Now here we are. Trump’s back in office — and he’s gone even further than I predicted. He didn’t just rip up Biden’s climate agenda; he imposed broad “America First” tariffs across the board to drag manufacturing back onto U.S. soil. Twenty-five percent duties on Canadian and Mexican goods, combined with tax breaks and energy policies that make it cheaper to produce in America than anywhere else. That single move detonated the fragile logic behind Trudeau and Freeland’s so-called industrial strategy.

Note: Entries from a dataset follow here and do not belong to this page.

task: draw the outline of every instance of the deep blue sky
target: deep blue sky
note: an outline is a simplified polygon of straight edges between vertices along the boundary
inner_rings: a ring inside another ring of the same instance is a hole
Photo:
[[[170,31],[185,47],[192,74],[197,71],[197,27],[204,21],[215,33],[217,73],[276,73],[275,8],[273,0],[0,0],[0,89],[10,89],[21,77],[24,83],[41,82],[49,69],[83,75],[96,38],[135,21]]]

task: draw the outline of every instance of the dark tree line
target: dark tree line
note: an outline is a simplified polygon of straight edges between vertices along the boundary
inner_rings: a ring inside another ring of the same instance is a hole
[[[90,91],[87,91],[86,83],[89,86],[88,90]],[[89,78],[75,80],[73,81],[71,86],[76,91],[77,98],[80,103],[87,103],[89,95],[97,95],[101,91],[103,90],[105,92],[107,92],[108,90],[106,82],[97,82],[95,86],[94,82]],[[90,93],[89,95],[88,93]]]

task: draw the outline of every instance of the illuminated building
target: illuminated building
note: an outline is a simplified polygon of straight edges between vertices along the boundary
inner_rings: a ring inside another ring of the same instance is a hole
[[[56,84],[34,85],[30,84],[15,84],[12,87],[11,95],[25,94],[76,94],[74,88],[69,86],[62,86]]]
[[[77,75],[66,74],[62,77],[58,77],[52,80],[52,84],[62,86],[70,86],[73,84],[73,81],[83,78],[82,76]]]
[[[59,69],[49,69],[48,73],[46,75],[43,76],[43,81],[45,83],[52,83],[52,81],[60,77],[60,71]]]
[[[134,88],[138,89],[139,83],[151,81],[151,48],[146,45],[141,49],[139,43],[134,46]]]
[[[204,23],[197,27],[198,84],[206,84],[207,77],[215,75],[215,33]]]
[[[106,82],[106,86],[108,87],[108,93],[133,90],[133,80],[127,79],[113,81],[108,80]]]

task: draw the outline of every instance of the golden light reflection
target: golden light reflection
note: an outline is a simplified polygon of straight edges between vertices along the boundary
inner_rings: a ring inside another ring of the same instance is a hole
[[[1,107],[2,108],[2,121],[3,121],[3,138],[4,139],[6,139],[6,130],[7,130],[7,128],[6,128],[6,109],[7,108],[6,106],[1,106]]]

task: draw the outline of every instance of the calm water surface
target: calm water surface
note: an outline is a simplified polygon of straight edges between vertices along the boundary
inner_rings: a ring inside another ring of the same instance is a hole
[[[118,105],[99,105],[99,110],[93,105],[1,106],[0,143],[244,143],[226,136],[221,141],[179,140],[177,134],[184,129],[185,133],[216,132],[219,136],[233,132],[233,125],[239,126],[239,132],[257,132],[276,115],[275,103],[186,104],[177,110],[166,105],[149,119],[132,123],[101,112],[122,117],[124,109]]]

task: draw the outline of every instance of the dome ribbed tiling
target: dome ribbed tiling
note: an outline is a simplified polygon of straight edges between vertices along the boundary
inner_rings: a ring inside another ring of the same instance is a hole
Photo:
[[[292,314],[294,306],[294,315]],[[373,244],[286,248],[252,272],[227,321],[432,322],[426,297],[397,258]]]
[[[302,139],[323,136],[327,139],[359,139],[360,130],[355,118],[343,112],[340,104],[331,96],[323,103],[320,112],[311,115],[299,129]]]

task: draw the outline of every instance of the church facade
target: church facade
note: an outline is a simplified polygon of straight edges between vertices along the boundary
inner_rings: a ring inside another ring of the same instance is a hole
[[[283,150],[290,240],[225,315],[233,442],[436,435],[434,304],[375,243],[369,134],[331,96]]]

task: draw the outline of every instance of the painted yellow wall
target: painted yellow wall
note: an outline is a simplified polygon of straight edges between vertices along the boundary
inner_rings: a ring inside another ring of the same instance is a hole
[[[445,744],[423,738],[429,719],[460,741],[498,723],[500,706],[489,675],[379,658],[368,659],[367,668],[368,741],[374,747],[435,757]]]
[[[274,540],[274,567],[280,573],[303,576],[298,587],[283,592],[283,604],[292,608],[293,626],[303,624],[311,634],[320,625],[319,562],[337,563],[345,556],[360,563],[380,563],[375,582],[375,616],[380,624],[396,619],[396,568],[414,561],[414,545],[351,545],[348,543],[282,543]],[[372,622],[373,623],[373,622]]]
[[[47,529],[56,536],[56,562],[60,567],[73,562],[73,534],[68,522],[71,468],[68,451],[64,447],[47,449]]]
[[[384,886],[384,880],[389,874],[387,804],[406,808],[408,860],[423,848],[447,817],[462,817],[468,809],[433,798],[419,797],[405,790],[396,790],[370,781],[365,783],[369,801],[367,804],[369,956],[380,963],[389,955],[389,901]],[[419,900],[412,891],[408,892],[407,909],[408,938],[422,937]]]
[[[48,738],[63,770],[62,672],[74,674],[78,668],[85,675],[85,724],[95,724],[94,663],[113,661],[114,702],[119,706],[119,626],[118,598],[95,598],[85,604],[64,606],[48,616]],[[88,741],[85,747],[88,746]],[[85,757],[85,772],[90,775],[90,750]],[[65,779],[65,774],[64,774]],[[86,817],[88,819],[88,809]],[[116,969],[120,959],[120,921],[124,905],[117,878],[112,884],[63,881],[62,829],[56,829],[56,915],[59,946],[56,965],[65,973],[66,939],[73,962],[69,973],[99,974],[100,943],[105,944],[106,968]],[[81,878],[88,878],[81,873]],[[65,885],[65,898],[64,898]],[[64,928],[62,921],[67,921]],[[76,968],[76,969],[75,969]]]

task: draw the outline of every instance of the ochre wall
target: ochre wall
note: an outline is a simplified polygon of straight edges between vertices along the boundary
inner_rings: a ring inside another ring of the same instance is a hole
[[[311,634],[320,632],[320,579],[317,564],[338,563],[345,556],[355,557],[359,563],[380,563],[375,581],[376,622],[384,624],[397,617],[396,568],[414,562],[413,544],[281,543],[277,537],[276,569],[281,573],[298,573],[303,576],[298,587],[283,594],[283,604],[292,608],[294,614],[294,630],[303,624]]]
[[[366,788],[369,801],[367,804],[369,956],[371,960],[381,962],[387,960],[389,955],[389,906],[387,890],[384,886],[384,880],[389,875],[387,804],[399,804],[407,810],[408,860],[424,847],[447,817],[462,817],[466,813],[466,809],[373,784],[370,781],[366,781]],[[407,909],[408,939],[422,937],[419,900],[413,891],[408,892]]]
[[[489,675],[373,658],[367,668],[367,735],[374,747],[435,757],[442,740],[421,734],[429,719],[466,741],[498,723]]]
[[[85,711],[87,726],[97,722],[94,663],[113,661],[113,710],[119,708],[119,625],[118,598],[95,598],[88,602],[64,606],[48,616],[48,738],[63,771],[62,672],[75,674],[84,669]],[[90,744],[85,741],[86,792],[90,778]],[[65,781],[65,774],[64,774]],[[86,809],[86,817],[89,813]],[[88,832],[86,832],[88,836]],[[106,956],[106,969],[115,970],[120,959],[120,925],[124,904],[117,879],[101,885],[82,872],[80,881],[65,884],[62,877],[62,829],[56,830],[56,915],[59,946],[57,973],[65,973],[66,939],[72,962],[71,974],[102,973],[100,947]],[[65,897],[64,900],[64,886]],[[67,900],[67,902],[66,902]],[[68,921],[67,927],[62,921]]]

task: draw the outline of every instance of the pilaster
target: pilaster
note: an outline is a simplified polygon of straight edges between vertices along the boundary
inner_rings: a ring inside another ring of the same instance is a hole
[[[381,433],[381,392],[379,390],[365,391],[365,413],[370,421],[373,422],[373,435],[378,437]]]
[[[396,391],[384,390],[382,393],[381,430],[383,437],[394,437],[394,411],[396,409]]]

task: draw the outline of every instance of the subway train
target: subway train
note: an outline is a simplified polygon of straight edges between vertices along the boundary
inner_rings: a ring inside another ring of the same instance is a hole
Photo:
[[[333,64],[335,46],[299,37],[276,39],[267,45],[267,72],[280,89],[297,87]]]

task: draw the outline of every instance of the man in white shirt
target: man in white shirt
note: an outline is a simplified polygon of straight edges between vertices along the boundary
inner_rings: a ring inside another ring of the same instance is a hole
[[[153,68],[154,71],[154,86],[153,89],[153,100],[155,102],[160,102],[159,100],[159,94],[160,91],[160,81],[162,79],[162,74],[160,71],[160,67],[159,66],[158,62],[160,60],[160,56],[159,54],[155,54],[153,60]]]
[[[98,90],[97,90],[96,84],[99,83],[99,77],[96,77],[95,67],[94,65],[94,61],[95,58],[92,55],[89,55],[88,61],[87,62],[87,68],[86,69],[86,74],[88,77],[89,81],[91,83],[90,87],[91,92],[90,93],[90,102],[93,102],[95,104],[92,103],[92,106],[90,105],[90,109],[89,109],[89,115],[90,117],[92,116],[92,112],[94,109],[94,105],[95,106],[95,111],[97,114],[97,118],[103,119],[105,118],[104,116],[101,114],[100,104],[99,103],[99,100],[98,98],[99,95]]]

So Stellantis did what any corporation would do when faced with a government that punishes production and a neighbour that rewards it: it packed up and left. The company took billions in Canadian subsidies, thanked Ottawa for the free money, then announced a $13 billion expansion in the United States—under Trump’s protectionist umbrella.
Let’s be clear: when I bet, I bet smart. I hedge. I read the table. I make damn sure I’m holding something real. These people—the Liberal government—went all in with a high card and a hollow narrative, betting your tax dollars on a political fantasy. They thought they could bluff their way into an industrial renaissance while ignoring the shift happening just across the border.

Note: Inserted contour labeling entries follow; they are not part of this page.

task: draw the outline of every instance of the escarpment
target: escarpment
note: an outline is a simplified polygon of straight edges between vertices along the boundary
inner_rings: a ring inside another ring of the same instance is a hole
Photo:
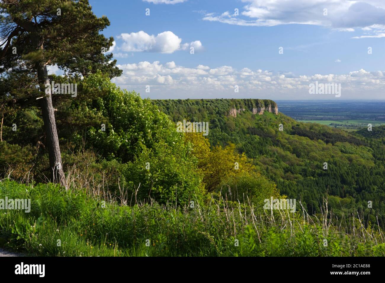
[[[229,112],[229,115],[233,117],[248,109],[253,114],[262,115],[267,111],[276,115],[278,114],[278,105],[270,99],[234,99],[234,104]]]

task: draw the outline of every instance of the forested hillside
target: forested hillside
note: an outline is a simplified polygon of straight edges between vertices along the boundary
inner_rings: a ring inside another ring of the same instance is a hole
[[[174,122],[208,121],[208,138],[212,145],[235,144],[238,153],[252,159],[257,169],[275,183],[281,193],[301,200],[311,213],[320,212],[323,197],[328,196],[337,216],[342,211],[358,210],[367,223],[377,223],[378,218],[383,226],[383,142],[319,124],[298,122],[280,112],[253,114],[246,107],[234,117],[229,114],[236,100],[153,102]],[[251,104],[254,100],[243,102]],[[280,124],[283,131],[280,131]],[[379,131],[374,128],[372,132]]]

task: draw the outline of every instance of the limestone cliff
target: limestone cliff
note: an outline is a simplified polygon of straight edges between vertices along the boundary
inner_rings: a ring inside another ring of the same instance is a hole
[[[278,114],[278,105],[272,100],[270,99],[234,99],[234,103],[230,109],[229,115],[233,117],[237,114],[244,111],[246,109],[249,110],[253,114],[262,115],[267,111],[276,115]]]

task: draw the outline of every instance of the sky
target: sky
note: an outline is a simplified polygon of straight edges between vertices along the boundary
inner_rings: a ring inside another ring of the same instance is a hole
[[[110,22],[112,81],[142,97],[385,98],[384,0],[89,2]]]

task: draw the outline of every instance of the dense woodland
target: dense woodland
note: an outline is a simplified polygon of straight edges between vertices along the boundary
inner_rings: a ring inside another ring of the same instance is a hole
[[[383,129],[353,135],[250,111],[268,100],[143,99],[111,81],[122,71],[100,52],[113,45],[101,33],[109,24],[87,0],[0,2],[0,199],[31,204],[0,207],[0,247],[385,254]],[[49,75],[55,65],[64,75]],[[45,87],[52,82],[75,84],[76,95]],[[245,110],[234,117],[234,107]],[[208,135],[177,131],[184,119],[208,122]],[[296,199],[296,211],[266,211],[271,198]]]
[[[157,100],[174,122],[209,121],[212,145],[235,145],[281,193],[302,201],[312,213],[328,196],[336,215],[358,210],[365,222],[385,224],[385,145],[383,127],[356,134],[319,124],[296,121],[280,113],[228,114],[237,100]],[[279,106],[279,105],[278,105]],[[279,130],[282,124],[283,131]],[[370,137],[367,139],[364,137]],[[328,169],[323,169],[323,163]],[[372,208],[368,208],[371,201]]]

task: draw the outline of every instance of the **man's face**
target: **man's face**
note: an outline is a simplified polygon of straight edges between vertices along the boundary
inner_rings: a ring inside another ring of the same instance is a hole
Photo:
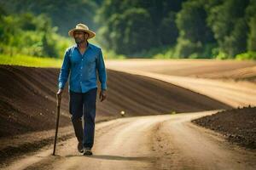
[[[83,31],[75,31],[73,32],[73,37],[75,39],[76,43],[81,43],[87,40],[88,34]]]

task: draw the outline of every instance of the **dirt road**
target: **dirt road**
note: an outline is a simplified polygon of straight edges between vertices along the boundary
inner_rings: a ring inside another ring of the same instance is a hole
[[[256,153],[230,145],[190,122],[216,110],[147,116],[97,123],[91,156],[74,138],[27,156],[3,169],[255,169]]]

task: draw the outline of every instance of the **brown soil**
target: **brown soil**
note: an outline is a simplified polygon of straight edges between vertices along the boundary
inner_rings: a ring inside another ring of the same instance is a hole
[[[115,70],[125,68],[171,76],[256,82],[256,62],[253,60],[107,60],[107,66]]]
[[[52,129],[59,69],[0,65],[0,138]],[[161,81],[108,71],[108,99],[97,101],[96,122],[127,116],[190,112],[230,106]],[[68,83],[68,82],[67,82]],[[70,125],[67,84],[60,127]]]
[[[219,111],[192,122],[224,134],[232,143],[256,149],[256,107]]]

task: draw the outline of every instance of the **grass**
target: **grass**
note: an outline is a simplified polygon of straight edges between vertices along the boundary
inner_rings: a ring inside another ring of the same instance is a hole
[[[0,54],[0,65],[60,68],[62,65],[62,60],[54,58],[39,58],[26,55],[8,56]]]

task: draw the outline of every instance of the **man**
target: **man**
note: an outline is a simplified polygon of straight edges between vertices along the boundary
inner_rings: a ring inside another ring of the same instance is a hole
[[[84,24],[68,31],[76,44],[67,48],[60,70],[57,97],[61,99],[69,73],[69,112],[78,139],[78,150],[84,155],[92,155],[94,143],[97,74],[101,82],[100,100],[103,101],[107,90],[107,73],[102,49],[88,42],[96,36]],[[84,116],[84,129],[82,116]]]

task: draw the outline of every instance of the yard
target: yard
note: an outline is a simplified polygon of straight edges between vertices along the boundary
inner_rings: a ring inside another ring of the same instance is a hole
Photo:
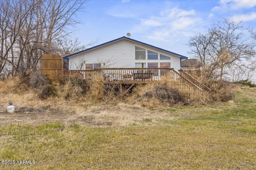
[[[26,106],[0,112],[0,160],[15,164],[0,169],[255,169],[256,88],[236,91],[226,103],[165,108],[28,94]]]

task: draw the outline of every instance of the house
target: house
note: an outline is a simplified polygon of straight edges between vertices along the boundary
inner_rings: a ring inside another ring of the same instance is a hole
[[[188,57],[130,38],[122,37],[63,58],[68,70],[100,68],[181,68]]]
[[[180,70],[182,60],[188,57],[126,37],[64,57],[68,70],[60,66],[61,59],[59,64],[53,63],[58,56],[45,55],[42,58],[42,71],[51,80],[59,82],[61,75],[92,82],[95,75],[100,75],[105,83],[119,84],[121,96],[135,84],[165,80],[176,82],[190,95],[211,98],[210,88]]]

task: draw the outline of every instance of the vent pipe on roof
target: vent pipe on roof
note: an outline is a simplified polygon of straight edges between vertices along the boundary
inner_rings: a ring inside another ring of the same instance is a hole
[[[127,33],[126,34],[126,37],[127,37],[130,38],[130,36],[131,36],[131,34],[130,33]]]

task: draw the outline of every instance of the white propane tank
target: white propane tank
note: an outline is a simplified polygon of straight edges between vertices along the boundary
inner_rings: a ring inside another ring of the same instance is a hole
[[[15,110],[14,106],[12,105],[12,102],[9,102],[9,106],[7,106],[7,111],[9,113],[13,112]]]

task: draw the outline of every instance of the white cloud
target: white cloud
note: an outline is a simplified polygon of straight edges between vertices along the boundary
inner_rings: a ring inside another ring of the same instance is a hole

And you want final thoughts? Here they are: I am absolutely sickened by the people responsible for this disaster and you know exactly who I mean. Chrystia Freeland, who vanished from Cabinet and failed up into some made up ambassador’s post, her entire political career a string of bailouts, virtue signals, and globalist pageantry. And François-Philippe Champagne, the man who handed out our tax dollars like Monopoly money and couldn’t negotiate a cup of coffee without being outplayed.
They won an election based on this. Based on lies. Based on phony climate promises and fake job projections and polls manipulated by the same Mainstream Media that cashes federal subsidy cheques while calling themselves journalists. Do you think they’re going to hold Champagne accountable? Do you think they’re going to track Freeland down between photo ops in Kyiv and ask how 3,000 Canadian families are supposed to pay their mortgage now?
Of course not. They’re all on the same payroll.
Well guess what, I’m not. I don’t take their money. I don’t need their approval. And I am not shutting up. Not now. Not until that committee gets answers. Not until those ministers are dragged before Parliament. And not until Chrystia Freeland and François-Philippe Champagne are fired for the betrayal they’ve inflicted on Canadian workers.
This isn’t over. Not by a long shot. I’m going to bang this drum until it splits. And every time they try to bury this story, I’ll be there digging it back up. You’ve been lied to. Robbed. Betrayed. And someone is finally going to answer for it.